Thursday, 18 de April de 2024 ISSN 1519-7670 - Ano 24 - nº 1283

O poder da internet nas teorias da conspiração

Barack Obama é americano. Nasceu em Honolulu, no Havaí, em 1961. E quem tinha alguma dúvida pôde tirá-la de vez na semana passada, quando o presidente dos EUA pôs fim a duradouras especulações de que ele não teria nascido no país. Obama, eleito no fim de 2008, era vítima de uma teoria paranoica que ganhou espaço na internet e voz em expoentes da mídia americana e ultrapassou todos os limites do bom senso. Finalmente, o presidente parece ter cansado. Na semana passada, a Casa Branca divulgou sua certidão de nascimento. Em artigo publicado no New York Times [2/5/11], o editor da Bloomberg News Albert R. Hunt questionava se era preciso chegar a este ponto.

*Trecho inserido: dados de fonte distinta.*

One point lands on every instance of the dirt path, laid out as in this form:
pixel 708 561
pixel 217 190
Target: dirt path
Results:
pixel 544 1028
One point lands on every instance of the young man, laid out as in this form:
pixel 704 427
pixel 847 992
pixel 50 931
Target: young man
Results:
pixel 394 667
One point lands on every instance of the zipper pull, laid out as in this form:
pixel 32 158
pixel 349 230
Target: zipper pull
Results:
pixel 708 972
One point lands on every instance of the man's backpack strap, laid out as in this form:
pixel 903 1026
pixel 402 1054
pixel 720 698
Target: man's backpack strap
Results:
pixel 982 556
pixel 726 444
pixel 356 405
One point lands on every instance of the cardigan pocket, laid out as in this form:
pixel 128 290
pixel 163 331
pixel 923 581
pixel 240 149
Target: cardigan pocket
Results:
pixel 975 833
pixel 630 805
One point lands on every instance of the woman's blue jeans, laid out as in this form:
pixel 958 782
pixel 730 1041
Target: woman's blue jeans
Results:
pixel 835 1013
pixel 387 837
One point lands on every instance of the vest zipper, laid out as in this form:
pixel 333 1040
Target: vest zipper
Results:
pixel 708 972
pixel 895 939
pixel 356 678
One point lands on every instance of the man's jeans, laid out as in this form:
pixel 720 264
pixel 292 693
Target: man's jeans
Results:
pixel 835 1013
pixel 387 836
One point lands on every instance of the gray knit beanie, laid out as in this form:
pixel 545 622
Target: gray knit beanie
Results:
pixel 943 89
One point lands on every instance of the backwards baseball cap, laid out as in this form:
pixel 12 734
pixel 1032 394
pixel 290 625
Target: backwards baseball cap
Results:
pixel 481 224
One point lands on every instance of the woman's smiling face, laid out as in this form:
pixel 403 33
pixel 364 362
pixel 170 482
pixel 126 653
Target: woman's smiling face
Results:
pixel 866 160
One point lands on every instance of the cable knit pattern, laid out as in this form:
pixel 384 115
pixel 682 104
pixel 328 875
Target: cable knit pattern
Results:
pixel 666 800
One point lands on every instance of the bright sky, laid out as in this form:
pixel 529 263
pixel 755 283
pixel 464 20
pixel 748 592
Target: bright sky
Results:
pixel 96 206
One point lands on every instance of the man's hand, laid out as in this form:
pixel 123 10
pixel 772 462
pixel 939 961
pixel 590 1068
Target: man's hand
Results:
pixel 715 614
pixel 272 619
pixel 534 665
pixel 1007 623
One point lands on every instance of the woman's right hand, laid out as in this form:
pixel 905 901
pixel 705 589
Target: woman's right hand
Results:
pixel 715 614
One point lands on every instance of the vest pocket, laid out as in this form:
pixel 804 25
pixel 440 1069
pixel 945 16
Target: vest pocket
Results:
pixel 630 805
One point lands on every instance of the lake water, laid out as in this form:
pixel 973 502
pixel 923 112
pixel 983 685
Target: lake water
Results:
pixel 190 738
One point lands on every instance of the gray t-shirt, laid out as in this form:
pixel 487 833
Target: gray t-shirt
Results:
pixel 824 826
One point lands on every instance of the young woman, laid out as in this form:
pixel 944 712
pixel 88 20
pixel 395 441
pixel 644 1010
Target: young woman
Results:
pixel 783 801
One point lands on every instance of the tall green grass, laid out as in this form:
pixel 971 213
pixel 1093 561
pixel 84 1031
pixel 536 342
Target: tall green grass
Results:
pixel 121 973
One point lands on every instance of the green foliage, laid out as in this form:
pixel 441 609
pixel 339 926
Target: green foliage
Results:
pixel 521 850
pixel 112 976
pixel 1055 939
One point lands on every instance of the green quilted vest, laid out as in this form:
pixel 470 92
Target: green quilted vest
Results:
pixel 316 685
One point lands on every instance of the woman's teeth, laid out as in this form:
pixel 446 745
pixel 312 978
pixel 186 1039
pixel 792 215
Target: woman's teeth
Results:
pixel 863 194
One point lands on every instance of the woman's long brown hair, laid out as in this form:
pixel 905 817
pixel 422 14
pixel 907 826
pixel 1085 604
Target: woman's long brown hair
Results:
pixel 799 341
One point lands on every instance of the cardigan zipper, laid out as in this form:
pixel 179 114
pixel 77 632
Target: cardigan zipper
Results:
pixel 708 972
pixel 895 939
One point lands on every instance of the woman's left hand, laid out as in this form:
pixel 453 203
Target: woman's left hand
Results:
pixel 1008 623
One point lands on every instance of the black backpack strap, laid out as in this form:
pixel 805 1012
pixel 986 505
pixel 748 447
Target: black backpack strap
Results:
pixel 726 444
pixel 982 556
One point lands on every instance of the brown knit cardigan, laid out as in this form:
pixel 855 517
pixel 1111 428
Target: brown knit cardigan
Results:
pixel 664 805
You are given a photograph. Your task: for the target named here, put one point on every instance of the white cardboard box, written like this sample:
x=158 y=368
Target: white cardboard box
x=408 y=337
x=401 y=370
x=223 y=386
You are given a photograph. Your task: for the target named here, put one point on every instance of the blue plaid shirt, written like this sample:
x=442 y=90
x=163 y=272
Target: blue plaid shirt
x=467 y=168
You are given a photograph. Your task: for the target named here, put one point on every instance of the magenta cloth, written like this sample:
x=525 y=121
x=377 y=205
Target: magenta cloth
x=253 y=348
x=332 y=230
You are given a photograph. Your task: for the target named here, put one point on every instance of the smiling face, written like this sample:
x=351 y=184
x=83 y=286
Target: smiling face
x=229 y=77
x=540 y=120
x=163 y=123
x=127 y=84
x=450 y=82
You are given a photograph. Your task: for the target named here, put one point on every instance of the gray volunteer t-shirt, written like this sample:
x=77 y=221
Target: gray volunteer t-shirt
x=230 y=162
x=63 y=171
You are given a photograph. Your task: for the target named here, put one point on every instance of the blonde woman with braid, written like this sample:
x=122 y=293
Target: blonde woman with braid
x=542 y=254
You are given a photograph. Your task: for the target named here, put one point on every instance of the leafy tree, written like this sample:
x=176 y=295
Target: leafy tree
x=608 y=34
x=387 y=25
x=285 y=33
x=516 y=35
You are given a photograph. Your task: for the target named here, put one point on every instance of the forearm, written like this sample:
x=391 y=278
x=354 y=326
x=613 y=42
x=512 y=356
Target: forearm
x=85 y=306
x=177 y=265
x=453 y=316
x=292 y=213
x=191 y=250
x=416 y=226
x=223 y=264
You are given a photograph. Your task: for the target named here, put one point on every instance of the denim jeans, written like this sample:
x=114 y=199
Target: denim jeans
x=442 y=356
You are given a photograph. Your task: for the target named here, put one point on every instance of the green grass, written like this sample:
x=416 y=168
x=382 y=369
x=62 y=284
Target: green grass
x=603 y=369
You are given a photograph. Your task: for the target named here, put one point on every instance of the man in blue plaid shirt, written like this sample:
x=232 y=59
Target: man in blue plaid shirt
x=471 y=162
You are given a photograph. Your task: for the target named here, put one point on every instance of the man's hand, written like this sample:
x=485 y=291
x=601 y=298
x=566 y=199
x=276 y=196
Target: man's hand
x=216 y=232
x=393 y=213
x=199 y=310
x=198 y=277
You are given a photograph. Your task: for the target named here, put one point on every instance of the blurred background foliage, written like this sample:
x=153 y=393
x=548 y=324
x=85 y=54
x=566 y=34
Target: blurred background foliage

Em 2009, o então apresentador da CNN Lou Dobbscriou uma saia justa para a emissora ao insistir, em seu programa, que Obama deveria provar que não havia nascido na África. Ele acabou deixando a CNN meses depois. Em janeiro de 2011, o deputado republicano Eric Cantor, líder da maioria na Câmara, foi questionado em um programa de TV sobre a teoria. Respondeu que não considerava se tratar de uma questão relevante. Pressionado a citar as pessoas que estavam incitando a ideia de que Obama não era americano e falar sobre como a história toda era uma loucura, ficou contrariado e disse que não apontaria dedos. No último mês, o empresário e apresentador de TV Donald Trump – que estuda se candidatar à presidência dos EUA pelo partido republicano – transformou a cidadania do presidente no tema principal de suas aparições públicas e mostrou uma espantosa habilidade de chamar a atenção com ele.

Moinho

A controvérsia não dominou a cobertura política do país, como se queixou o próprio presidente há algumas semanas. De acordo com um estudo do Projeto para Excelência em Jornalismo, do Centro de Pesquisas Pew, ela chegou a representar no máximo 4% da cobertura, não desviando o foco de importantes questões econômicas e fiscais do período. Uma pesquisa nos dois jornais mais politicamente influentes dos EUA , o New York Times e o Washington Post, nos últimos dois meses encontrou dezenas de menções ao assunto – a maior parte em editoriais, colunas ou matérias denunciando a questão.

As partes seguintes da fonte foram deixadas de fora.